While Grigori tried bribing the unfriendly citizens, the pretty woman behind the bar poured out a cup of coffee, added something from a bottle, and then walked over to him. He blinked in surprise as she offered the mug and a small smile. The fumes that bathed his face were warm and delicious, almost nutty.
He said thank you in Russian and then again in English. Her smile widened and she patted him on the arm, demonstrating that she had a precise understanding of what was most important to a man on a very cold night and did not begrudge him a place out of the cold.
Though it was perhaps not good discipline, Sasha sipped at his coffee, enjoying the unknown but clearly potent alcoholic additive that cruised through his body as quickly as the blood could carry it. He began to feel almost cheerful and to have fantasies that the pretty woman with red hair would bring him something to eat as well, though it seemed unlikely that there would be time to eat with the increasing hostility weighting down the air.
Now that he looked about the room with thawing eyes, Sasha saw that most of the people had red hair and the rest gray, which probably had been red at one time. He wondered if they had interrupted some family celebration and if that was perhaps why the people had been unwelcoming when they first entered.

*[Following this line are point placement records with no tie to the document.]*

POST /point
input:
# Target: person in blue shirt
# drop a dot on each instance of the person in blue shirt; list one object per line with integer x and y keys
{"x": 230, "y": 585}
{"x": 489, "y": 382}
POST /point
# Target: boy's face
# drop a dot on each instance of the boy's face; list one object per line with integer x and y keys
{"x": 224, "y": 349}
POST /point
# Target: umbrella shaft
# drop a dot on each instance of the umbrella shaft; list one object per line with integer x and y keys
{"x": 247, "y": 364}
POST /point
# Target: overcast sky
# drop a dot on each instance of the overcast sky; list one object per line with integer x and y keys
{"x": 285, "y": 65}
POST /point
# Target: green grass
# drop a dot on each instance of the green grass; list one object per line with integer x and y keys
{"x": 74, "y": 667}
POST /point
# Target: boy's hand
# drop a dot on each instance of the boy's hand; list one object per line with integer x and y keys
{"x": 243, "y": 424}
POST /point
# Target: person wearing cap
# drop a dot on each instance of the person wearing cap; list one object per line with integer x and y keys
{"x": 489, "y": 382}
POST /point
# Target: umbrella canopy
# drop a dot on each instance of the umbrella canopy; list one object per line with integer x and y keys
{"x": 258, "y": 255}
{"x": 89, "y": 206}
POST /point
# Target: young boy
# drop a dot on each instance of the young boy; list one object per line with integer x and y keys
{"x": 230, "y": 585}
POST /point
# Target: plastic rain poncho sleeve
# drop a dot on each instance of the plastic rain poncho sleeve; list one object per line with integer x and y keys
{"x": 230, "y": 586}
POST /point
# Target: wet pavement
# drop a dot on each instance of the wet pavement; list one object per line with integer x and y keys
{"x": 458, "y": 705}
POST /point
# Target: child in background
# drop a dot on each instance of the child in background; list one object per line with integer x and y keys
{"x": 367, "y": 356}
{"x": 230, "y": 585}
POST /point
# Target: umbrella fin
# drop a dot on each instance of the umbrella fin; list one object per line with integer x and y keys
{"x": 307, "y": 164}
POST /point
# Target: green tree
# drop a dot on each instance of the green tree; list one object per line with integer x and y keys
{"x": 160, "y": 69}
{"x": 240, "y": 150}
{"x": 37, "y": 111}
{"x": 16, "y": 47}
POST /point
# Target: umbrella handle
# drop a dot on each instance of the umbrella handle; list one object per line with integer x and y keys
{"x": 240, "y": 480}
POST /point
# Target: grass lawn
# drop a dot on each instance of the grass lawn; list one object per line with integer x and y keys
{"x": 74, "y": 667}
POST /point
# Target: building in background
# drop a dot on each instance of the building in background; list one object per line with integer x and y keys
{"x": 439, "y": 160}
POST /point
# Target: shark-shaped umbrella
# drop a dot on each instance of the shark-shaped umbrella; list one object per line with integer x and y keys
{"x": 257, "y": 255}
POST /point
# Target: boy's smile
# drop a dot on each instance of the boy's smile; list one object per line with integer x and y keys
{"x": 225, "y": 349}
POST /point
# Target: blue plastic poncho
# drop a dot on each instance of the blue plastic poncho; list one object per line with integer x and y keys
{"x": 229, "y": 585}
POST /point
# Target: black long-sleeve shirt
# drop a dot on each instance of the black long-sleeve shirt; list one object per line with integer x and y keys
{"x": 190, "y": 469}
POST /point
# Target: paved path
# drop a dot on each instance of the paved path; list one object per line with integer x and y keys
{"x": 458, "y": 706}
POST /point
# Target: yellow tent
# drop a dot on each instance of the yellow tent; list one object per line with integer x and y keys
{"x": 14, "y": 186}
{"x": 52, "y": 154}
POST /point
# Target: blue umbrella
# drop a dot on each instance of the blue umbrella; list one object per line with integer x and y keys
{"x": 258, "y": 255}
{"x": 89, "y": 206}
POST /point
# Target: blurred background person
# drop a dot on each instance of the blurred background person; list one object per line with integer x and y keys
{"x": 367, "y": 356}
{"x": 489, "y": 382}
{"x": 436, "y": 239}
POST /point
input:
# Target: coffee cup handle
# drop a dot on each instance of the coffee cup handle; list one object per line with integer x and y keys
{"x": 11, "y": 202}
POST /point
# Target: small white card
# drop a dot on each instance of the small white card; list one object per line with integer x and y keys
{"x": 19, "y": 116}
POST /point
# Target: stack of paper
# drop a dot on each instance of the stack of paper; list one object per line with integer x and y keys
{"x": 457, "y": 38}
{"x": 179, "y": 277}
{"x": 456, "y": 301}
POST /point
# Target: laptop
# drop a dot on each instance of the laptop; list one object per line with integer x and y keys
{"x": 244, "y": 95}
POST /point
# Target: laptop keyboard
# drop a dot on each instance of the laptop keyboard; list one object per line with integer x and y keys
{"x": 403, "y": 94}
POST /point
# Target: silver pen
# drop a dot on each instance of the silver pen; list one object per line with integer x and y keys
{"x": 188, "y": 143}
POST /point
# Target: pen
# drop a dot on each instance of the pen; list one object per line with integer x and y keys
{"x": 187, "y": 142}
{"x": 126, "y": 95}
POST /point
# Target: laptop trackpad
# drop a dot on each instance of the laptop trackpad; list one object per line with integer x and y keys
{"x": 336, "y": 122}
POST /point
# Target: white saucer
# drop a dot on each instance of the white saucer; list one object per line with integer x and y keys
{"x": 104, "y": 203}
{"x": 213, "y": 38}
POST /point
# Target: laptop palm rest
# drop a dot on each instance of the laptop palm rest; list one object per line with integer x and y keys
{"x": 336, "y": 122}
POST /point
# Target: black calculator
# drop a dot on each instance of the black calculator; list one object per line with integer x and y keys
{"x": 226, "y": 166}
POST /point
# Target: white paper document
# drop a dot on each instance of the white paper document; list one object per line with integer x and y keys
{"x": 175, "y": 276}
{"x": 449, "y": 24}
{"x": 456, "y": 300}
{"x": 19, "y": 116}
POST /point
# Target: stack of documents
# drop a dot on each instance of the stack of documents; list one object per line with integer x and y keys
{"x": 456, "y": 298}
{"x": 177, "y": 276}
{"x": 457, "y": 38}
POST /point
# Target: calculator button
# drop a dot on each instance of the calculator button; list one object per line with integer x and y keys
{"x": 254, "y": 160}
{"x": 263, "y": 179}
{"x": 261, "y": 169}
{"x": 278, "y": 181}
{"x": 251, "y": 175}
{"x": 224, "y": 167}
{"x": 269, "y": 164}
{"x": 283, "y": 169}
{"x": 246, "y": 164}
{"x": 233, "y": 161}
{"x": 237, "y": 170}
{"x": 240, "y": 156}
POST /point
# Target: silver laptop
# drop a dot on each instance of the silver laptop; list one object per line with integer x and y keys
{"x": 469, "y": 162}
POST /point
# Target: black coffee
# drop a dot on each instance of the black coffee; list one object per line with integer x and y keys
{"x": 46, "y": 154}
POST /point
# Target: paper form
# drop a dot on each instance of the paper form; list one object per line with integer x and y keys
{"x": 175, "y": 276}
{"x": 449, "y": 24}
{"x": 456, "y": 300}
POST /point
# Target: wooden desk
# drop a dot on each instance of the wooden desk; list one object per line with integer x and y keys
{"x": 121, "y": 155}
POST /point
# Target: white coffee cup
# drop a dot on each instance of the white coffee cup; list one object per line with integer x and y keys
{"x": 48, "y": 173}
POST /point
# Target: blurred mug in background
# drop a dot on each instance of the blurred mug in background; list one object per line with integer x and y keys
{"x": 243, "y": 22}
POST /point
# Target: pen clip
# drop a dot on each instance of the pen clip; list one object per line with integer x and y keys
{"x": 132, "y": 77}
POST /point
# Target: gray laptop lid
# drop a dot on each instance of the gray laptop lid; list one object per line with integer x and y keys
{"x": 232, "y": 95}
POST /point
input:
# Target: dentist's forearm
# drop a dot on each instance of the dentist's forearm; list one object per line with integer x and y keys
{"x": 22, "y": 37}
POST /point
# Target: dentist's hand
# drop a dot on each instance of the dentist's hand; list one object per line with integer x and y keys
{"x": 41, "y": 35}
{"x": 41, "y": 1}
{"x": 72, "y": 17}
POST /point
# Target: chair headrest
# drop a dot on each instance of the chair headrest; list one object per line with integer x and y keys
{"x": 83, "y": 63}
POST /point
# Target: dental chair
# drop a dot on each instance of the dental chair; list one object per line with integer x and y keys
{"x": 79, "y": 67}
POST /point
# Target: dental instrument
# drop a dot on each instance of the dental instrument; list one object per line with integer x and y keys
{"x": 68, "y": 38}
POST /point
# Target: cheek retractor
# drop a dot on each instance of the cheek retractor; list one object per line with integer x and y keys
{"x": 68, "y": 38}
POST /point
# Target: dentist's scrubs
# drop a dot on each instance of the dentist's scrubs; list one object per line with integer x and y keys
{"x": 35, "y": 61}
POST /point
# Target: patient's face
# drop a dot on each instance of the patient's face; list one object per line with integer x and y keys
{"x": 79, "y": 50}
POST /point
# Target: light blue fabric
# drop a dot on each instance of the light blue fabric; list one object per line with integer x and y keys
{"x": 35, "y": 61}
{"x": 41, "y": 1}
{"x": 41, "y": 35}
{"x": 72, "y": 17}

Of course, they were unwelcoming now because Grigori was talking loudly and he had no tact. Even capitalists don’t like to be called capitalist when the name was said with a sneer. Sasha sighed. He was not a religious man, but his mother had been a believer. He wondered if it would be wrong to try a brief prayer to a higher power that Grigori would shut up before they were driven back out into the storm without dinner. If he shut his mouth, they could have something to eat and wait for the others in comfort.
“Look, mister,” one of the red-haired men finally said. “No one is going out in that storm to look for anything, so put away your money. Sit down and shut up and try the venison. It’s delicious.”
This seemed very sensible advice, but Grigori began to swell up like an angry toad, his face turning redder and redder until Sasha wondered if perhaps his first prayer to the Almighty God would be answered by Grigori having a heart attack. If that fortunate event should happen,
Sasha promised that he would become a Christian man.
But Grigori did not fall to the floor. The stupid man reached for his pistol, but before he could pull it from his coat pocket, half a dozen of the people in the room were standing up and pointing guns at them. Well, at Grigori. Sasha was happy that he was not the object of their anger. Especially the pretty woman behind the bar, who was shaking her head in disbelief and tapping on the door that probably led to an office.
* * *
“And that’s all there is to it,” Big John said. “Everything is right here in the safe just waiting to be returned.”
I must say that I think he did an excellent job of making the town’s selfish and larcenous impulses sound almost praiseworthy. I especially liked the part about being afraid to mention the jewels on the phone line where someone—like the Russians—might be listening, and how he deftly managed to insinuate that it was the Mountie’s fault that they hadn’t had an opportunity for private speech so that Big John could inform him of the loot we had found in the plane. I did notice that while Big John mentioned jewelry and bonds, he didn’t have much—well, anything—to say about the cash or gold. Perhaps I should have called him on it and gone for full disclosure, but I thought that we had revealed enough for Chuck to make up his mind about a course of action.
“See, no drugs,” I said. “No white slaves either.”
“I have to call this in anyway,” Chuck said. He shook his head. “I’ll put it all in the best possible light. You may even be correct about there being a Russian listener out there. After all, they got here awfully quickly and if they had some kind of location device, they wouldn’t need a guide to the crash site.” He frowned. “I suppose that we must consider the possibility that someone in the office might have let the story of the plane slip out. We’ve had leaks before.”